Board President Davis framed the vote as a choice about school safety and basic infrastructure after the district compiled a 13,000‑line facilities assessment that identified roughly $1.4 billion in needs. "Our students need safe spaces to teach and learn," Davis said in remarks urging the board to let voters decide.
Why it matters: District officials and parent advisers told the board the most urgent needs are working HVAC systems, plumbing and secure front offices at aging campuses. Financial advisers from Stifel presented a bonding plan that would seek to keep the district’s bond tax rate roughly level by timing sales over multiple years; they estimated the bond’s average tax impact at about $0.81 per $100 of assessed value, which Stifel said would amount to roughly $81 annually for a property with $100,000 in assessed value under the voter‑pamphlet assumptions.

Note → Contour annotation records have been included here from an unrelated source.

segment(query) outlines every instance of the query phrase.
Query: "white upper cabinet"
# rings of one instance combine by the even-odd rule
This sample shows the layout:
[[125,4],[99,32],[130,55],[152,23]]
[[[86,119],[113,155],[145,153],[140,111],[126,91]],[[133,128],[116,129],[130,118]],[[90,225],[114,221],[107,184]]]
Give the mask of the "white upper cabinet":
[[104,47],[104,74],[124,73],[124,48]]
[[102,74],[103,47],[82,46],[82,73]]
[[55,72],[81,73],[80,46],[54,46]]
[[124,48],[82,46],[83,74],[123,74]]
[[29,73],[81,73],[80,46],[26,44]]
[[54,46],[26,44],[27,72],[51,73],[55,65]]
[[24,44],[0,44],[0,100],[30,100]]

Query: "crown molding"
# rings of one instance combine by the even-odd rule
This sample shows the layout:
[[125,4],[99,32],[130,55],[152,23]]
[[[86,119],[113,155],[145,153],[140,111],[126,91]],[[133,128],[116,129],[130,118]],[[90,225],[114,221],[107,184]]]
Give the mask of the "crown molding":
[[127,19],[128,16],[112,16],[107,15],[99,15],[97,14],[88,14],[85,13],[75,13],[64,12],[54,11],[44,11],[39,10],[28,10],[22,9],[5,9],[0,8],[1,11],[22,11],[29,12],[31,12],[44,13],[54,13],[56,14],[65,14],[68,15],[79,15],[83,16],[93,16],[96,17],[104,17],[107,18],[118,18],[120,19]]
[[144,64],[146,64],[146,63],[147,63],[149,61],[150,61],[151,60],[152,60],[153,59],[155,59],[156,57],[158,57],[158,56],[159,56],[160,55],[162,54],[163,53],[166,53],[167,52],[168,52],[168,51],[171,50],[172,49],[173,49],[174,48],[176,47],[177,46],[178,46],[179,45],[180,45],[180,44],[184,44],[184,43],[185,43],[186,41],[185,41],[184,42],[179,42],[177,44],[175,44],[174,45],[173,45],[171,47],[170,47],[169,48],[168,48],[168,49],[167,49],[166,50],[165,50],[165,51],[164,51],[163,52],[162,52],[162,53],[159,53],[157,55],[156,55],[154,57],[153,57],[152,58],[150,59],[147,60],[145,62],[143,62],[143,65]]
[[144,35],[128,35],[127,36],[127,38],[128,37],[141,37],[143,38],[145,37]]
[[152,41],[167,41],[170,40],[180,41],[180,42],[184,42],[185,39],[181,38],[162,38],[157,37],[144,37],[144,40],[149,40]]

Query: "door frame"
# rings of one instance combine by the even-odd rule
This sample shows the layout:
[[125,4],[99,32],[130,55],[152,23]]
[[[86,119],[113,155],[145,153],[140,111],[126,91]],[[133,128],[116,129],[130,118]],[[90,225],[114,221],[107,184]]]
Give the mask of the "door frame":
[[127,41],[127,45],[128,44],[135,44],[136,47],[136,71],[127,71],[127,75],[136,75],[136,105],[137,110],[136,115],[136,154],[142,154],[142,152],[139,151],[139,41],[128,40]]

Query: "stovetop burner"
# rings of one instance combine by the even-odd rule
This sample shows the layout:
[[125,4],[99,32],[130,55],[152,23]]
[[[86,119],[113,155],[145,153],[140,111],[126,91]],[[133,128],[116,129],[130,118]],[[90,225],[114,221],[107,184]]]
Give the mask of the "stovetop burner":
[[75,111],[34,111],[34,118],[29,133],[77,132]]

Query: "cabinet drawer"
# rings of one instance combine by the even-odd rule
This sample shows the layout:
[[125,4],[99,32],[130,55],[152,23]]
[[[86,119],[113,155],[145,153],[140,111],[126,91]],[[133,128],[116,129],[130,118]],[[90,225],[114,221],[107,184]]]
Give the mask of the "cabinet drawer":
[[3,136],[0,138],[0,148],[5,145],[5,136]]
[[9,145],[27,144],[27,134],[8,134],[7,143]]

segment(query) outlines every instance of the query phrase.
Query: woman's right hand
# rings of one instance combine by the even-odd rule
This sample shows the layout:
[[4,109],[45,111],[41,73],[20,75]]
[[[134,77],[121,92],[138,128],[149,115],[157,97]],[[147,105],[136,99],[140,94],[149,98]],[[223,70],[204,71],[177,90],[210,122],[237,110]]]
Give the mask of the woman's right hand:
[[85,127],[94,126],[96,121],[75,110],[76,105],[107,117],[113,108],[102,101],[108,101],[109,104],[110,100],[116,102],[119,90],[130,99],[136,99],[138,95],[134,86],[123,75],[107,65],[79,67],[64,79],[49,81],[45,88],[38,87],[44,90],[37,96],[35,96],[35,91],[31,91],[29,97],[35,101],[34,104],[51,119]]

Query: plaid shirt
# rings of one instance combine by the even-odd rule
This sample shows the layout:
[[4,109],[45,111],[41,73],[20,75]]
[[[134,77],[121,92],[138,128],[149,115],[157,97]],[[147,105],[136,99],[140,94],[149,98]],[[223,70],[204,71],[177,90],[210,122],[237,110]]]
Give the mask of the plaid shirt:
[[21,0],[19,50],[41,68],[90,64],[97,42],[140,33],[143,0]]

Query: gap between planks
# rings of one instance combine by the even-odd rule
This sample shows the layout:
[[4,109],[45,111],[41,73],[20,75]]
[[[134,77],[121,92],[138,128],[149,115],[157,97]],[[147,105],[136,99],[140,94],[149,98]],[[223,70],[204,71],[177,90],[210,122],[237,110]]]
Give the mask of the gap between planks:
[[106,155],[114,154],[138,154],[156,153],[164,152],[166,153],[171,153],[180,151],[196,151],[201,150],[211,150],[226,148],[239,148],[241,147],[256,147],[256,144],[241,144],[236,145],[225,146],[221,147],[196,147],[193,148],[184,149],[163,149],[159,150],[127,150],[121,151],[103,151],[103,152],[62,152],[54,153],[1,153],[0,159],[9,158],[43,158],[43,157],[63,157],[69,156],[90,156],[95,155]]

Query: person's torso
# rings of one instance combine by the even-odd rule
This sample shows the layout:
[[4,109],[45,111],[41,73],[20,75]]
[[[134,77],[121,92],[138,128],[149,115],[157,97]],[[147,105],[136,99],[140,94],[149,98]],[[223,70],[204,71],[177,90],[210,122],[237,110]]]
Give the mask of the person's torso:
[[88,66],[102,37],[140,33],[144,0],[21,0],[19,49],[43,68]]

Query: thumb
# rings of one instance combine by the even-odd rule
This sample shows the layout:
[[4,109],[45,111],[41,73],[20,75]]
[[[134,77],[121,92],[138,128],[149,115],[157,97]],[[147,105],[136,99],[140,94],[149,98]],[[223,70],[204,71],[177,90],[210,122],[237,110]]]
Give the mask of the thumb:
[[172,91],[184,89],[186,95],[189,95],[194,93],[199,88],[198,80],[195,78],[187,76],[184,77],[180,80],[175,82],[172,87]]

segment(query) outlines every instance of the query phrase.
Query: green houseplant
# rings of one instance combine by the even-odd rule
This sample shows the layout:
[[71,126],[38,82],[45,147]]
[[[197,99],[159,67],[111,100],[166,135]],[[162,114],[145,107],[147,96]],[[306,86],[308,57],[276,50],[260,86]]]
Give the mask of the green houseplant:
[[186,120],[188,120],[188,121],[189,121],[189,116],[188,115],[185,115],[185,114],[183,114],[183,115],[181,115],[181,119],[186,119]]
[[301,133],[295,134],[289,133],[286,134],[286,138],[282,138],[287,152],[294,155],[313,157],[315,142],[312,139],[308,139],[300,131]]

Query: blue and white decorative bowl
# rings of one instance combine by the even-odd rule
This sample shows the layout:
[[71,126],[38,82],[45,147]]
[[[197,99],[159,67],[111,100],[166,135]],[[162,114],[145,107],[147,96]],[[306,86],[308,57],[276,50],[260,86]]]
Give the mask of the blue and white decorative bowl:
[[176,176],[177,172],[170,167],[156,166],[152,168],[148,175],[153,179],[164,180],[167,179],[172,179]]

What supporters said: Parent advisory committee member Katie Houston told the board the district’s sites average 40 years in age and urged transparent outreach if the bond goes to voters: "We want our classrooms air conditioned. We want our toilets to flush, and we want our school entrances safe," she said. Board member Chaffee said the draft plan reflects restraint — the district pared an original wish list down from $1.4 billion to the $449 million package now proposed — and said a bond is the state‑established tool for addressing capital shortfalls.
What opponents said: Board members Walden and Benson urged other options, including a capital override (which carries no interest cost) and sharper right‑sizing of district facilities in light of declining enrollment. Benson told colleagues the board must show voters better fiscal discipline before seeking a large new debt authorization.
Financial detail and timeline: Stifel advised the board that Mesa’s legal bonding capacity is well above the proposed authorization and sketched a multi‑year sale plan; the voter pamphlet will use a conservative 5% interest assumption to project tax impacts. Bond counsel advised the board it does not automatically require a recusal if family members of a board member volunteer for or chair a PAC, so long as district resources are not used.
Next steps: The resolution calling the special bond election passed, so the district will prepare required voter information and a transparent project dashboard listing proposed site investments. If voters approve, the board will return to the dais to authorize specific bond sales and project expenditures over the subsequent years.